The Evolution of Neurofilament Light Chain in Multiple Sclerosis
Frontiers in Neuroscience | April 6, 2021
Ferreira-Atuesta C, Reyes S, Giovanonni G and Gnanapavan S
Frontiers in Neuroscience. 2021;15
Multiple sclerosis (MS) is an autoimmune, inflammatory neurodegenerative disease of the central nervous system characterized by demyelination and axonal damage. Diagnosis and prognosis are mainly assessed through clinical examination and neuroimaging. However, more sensitive biomarkers are needed to measure disease activity and guide treatment decisions in MS. Prompt and individualized management can reduce inflammatory activity and delay disease progression. Neurofilament Light chain (NfL), a neuron-specific cytoskeletal protein that is released into the extracellular fluid following axonal injury, has been identified as a biomarker of disease activity in MS. Measurement of NfL levels can capture the extent of neuroaxonal damage, especially in early stages of the disease.

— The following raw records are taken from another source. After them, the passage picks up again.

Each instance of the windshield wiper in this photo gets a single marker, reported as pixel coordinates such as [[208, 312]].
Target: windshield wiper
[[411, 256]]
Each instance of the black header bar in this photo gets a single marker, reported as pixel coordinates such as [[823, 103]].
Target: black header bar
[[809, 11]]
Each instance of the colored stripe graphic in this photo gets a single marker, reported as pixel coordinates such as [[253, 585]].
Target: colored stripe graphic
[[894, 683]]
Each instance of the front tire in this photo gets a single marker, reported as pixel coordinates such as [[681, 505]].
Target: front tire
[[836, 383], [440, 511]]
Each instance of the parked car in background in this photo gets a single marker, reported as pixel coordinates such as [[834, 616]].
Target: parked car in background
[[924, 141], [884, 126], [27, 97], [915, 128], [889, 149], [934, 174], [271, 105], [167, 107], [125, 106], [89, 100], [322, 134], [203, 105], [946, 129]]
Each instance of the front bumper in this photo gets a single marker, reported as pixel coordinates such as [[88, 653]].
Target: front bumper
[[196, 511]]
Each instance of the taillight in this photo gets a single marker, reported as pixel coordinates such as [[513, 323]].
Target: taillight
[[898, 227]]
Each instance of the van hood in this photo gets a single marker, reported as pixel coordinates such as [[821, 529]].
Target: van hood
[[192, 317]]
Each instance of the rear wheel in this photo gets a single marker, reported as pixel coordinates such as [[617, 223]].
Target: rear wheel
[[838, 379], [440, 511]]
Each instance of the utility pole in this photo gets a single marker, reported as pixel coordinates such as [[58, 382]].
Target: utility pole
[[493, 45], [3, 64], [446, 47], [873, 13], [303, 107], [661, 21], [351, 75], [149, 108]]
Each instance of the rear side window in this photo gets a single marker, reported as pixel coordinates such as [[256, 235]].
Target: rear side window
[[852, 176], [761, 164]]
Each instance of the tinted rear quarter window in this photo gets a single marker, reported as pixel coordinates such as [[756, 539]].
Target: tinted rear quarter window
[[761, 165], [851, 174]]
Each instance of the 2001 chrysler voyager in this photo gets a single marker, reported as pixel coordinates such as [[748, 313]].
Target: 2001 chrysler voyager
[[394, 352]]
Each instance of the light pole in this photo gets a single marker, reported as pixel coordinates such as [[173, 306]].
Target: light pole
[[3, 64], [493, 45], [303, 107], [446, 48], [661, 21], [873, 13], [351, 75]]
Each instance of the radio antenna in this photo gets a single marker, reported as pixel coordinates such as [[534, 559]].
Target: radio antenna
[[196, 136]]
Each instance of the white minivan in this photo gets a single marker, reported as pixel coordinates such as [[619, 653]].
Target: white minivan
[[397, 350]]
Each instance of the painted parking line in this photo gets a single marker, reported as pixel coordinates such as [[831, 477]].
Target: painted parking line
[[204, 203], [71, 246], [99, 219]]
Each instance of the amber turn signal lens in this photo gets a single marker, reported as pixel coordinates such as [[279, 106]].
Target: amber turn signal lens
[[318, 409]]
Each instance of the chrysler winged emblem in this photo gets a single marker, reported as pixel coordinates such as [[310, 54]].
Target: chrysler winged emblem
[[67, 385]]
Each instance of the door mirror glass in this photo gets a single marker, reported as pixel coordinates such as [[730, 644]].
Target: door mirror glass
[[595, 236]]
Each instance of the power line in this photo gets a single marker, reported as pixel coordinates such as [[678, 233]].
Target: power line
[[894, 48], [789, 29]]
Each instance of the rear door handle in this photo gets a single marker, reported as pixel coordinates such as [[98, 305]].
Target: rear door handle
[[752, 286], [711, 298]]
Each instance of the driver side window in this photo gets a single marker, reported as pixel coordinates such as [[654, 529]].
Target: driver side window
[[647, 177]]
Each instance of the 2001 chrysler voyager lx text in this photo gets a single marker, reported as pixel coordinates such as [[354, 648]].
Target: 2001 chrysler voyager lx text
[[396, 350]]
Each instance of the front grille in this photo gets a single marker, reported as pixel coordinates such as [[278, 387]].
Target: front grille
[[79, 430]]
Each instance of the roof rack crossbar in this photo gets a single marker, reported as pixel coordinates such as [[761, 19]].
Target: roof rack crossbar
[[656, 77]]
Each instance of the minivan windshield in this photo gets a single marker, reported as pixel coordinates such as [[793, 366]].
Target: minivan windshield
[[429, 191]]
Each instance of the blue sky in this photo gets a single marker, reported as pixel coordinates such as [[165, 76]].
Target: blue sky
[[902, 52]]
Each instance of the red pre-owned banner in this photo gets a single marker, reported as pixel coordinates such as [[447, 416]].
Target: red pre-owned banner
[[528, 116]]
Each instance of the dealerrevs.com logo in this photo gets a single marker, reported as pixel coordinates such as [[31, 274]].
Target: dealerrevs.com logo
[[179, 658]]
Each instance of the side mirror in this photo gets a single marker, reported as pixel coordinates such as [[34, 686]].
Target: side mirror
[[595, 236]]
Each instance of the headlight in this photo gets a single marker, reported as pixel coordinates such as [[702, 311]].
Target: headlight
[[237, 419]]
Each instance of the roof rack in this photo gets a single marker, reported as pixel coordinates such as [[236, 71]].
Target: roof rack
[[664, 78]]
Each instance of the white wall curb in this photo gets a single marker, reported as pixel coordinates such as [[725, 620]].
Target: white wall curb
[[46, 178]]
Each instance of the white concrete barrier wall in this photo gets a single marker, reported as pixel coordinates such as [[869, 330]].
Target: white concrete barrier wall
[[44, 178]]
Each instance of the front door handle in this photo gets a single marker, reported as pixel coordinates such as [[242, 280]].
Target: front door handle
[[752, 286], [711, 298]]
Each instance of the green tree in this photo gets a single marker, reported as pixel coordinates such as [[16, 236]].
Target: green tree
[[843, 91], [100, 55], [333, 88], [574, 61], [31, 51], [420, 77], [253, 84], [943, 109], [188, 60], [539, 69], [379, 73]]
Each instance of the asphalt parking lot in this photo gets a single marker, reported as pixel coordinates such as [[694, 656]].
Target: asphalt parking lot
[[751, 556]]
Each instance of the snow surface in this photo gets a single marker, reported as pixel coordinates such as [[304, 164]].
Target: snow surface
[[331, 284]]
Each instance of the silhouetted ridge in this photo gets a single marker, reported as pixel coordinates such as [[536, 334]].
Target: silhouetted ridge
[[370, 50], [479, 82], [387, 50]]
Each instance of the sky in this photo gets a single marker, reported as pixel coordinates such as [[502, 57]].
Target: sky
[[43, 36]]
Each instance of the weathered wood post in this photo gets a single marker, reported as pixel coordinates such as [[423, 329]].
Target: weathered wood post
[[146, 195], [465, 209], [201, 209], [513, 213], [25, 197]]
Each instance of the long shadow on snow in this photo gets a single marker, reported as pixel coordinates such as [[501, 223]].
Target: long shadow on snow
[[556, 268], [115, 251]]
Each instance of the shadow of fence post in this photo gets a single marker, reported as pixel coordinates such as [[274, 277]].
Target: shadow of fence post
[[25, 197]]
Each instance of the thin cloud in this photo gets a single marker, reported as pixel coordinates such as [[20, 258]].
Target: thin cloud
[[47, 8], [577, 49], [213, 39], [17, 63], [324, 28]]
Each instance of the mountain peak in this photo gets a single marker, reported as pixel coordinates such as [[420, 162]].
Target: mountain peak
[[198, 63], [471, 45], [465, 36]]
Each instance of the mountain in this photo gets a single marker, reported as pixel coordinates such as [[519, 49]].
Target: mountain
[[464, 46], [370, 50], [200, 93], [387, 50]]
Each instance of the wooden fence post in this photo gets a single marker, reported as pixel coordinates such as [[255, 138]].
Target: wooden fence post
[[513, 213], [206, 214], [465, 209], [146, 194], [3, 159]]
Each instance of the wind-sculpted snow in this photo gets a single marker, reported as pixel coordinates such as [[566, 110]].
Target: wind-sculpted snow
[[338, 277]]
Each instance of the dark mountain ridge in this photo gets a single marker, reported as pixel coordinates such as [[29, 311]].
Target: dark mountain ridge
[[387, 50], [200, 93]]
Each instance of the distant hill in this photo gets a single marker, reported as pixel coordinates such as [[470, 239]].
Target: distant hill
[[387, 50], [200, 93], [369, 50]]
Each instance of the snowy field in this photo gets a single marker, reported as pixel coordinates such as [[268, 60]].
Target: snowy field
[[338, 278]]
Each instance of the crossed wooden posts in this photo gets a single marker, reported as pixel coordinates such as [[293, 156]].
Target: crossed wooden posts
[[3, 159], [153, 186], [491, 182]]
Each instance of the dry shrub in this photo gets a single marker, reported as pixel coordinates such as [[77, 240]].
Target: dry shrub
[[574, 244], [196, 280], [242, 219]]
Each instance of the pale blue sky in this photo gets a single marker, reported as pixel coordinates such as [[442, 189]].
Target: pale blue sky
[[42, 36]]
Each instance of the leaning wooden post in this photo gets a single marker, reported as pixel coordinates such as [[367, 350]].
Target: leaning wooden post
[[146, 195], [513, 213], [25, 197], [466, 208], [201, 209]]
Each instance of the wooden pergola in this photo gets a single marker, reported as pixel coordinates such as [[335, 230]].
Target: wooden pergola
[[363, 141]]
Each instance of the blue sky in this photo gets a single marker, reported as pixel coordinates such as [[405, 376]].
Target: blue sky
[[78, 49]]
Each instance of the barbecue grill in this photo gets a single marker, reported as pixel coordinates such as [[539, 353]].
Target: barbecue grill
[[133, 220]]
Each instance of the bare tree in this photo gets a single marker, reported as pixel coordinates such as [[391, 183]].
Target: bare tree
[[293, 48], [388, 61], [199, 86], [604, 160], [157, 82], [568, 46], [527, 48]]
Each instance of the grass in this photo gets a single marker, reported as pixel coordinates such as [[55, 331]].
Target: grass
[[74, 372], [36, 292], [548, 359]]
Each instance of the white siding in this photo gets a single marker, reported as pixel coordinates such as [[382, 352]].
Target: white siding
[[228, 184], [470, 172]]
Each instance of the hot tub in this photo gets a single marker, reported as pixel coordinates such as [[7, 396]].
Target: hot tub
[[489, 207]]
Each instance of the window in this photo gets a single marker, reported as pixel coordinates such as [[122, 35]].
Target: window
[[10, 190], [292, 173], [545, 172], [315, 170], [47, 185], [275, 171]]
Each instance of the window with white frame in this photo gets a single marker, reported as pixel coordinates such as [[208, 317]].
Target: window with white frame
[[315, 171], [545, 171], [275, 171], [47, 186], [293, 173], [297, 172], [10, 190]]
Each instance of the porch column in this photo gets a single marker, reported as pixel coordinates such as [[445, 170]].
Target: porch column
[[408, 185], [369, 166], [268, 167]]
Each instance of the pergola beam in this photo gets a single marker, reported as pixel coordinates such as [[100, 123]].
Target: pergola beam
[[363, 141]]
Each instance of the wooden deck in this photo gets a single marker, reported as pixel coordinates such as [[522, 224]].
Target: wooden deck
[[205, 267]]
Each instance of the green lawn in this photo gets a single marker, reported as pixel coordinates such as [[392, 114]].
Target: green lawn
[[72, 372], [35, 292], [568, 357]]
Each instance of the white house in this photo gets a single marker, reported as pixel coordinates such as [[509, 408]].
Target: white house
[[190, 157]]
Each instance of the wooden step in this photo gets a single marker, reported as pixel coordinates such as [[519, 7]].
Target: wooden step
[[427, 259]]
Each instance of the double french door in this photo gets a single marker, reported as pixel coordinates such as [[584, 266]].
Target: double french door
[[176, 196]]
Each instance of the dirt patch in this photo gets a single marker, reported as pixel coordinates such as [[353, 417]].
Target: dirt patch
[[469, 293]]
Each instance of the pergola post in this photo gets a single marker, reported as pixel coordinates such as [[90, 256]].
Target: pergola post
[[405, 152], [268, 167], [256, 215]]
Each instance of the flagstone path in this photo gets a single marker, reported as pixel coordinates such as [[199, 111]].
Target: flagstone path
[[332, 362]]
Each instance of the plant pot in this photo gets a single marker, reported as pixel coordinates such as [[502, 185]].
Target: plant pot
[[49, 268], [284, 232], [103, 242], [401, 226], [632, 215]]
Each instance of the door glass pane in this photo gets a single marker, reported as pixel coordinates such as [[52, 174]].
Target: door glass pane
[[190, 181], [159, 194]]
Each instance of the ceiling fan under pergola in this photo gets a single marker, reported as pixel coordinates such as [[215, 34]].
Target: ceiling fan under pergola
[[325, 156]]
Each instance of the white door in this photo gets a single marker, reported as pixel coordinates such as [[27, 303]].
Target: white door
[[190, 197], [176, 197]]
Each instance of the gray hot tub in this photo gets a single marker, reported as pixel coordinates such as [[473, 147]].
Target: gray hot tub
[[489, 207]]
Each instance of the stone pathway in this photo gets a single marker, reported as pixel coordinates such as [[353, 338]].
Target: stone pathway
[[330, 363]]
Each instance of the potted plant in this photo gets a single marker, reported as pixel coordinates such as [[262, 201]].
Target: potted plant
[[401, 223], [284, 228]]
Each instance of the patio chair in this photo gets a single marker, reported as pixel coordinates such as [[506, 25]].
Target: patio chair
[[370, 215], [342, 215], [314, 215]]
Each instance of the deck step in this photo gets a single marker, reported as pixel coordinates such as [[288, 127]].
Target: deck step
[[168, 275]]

A growing body of evidence has shown that NfL in cerebrospinal fluid (CSF) and serum can be used as reliable indicators of prognosis and treatment response. More recently, NfL has been shown to facilitate individualized treatment decisions for individuals with MS. In this review, we discuss the characteristics that make NfL a highly informative biomarker and depict the available technologies used for its measurement. We further discuss the growing role of serum and CSF NfL in MS research and clinical settings. Finally, we address some of the current topics of debate regarding the use of NfL in clinical practice and examine the possible directions that this biomarker may take in the future.